Sebagai contoh, carabiner (cincin kait)
sanggup memikul beban sampai 2.500 kg atau harness (pengaman tubuh)
dengan kekuatan 1.500 kg. Dadang melanjutkan, karena olahraga ini
disertifikasi tingkat keamanannya, peralatan yang diperlukan harus
disesuaikan pula dengan keamanan si pemanjat. Selain itu, di Indonesia
sendiri belum banyak perusahaan yang memproduksi peralatan panjat ini
sehingga sebagian besar masih harus diimpor.
Hal ini
menyebabkan harga peralatan tersebut menjadi mahal. Anggota Federasi
Panjat Tebing Indonesia (FPTI) Bogor Wahyu Indrawan mengatakan, untuk
harness saja dapat mencapai harga Rp600.000–Rp700.000, sedangkan tali
kermantle per 50 meter mampu mencapai harga Rp1,2 juta–Rp1,5
juta.“Khusus untuk sepatu panjat, sudah banyak beredar sepatu panjat
buatan lokal seperti dari Bandung atau Surabaya,” ungkap Wahyu.
Untuk
menyiasati harga peralatan yang tergolong tinggi, Dadang Sukandar
menuturkan, biasanya alat-alat tersebut disiasati para pemanjat secara
kolektif. “Di antara klub-klub pemanjat biasanya mereka patungan untuk
beli alat,” ujar Dadang.
Hal-Hal yang Harus Diperhatikan
Image1.Dapatkan informasi yang up-to-date mengenai tebing dan lokasi pemanjatan jauh-jauh hari sebelum perjalanan dimulai.

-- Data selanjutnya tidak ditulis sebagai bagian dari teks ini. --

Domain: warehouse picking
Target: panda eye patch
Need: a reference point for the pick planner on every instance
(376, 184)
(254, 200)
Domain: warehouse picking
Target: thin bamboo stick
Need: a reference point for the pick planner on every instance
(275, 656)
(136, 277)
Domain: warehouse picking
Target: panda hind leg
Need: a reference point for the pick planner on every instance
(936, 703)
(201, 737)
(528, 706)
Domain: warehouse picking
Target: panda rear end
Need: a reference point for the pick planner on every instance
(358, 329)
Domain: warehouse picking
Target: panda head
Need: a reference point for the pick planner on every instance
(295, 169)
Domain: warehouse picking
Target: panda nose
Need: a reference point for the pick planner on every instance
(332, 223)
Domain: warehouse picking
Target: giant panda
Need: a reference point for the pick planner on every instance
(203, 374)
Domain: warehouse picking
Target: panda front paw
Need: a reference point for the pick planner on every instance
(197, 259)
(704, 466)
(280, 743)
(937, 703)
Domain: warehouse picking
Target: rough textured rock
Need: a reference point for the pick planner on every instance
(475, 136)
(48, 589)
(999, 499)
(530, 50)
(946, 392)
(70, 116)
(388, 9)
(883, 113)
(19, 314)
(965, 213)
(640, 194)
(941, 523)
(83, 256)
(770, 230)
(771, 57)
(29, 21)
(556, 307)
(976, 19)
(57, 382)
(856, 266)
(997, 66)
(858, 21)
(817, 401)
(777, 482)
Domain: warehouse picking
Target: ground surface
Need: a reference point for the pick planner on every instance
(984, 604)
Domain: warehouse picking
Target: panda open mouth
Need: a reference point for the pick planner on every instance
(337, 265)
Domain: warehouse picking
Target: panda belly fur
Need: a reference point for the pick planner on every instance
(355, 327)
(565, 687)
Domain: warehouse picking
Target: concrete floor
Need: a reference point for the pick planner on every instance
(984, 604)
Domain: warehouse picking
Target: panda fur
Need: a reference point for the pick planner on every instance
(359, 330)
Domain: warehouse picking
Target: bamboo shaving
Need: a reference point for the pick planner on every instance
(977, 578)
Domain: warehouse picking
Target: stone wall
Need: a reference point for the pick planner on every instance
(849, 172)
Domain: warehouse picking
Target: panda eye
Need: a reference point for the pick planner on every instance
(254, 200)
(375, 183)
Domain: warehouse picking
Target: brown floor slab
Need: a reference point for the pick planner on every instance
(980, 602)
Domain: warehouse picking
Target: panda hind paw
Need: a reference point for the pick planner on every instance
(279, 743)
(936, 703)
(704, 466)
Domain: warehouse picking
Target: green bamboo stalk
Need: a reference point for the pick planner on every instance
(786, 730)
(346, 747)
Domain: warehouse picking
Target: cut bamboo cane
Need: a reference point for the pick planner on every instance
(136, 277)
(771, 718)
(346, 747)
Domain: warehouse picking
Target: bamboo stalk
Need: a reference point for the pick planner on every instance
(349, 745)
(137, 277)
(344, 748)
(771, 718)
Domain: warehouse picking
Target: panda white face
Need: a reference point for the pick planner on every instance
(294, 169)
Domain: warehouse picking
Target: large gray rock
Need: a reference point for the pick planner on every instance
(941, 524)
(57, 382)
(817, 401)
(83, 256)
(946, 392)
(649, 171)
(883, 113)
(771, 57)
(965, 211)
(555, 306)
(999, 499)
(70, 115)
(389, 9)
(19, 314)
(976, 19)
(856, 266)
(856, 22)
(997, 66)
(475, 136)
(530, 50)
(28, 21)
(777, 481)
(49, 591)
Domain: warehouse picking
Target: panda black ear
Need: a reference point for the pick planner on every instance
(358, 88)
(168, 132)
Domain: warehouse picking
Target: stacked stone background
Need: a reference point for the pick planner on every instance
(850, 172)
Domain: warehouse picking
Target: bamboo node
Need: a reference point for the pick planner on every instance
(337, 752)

2. Jika ada penutupan akses ke tebing panjat,jangan dilanggar dan cari tempat lain untuk dipanjat.
3.
Gunakan jalan setapak yang sudah ada meskipun lebih jauh dan lebih lama
untuk dicapai. Jangan membuat jalan pintas baru yang hanya akan
mengakibatkan timbulnya erosi tanah.
4. Berkemahlah di tempat yang telah disediakan atau yang biasa digunakan.
5.
Gunakan kapur magnesium seperlunya. 6.Turuti aturan, tradisi, etika
kampung sekitar di mana kamu memanjat. Hormati kuncen/ kepala desa dan
ramah-tamahlah dengan penduduk sekitar.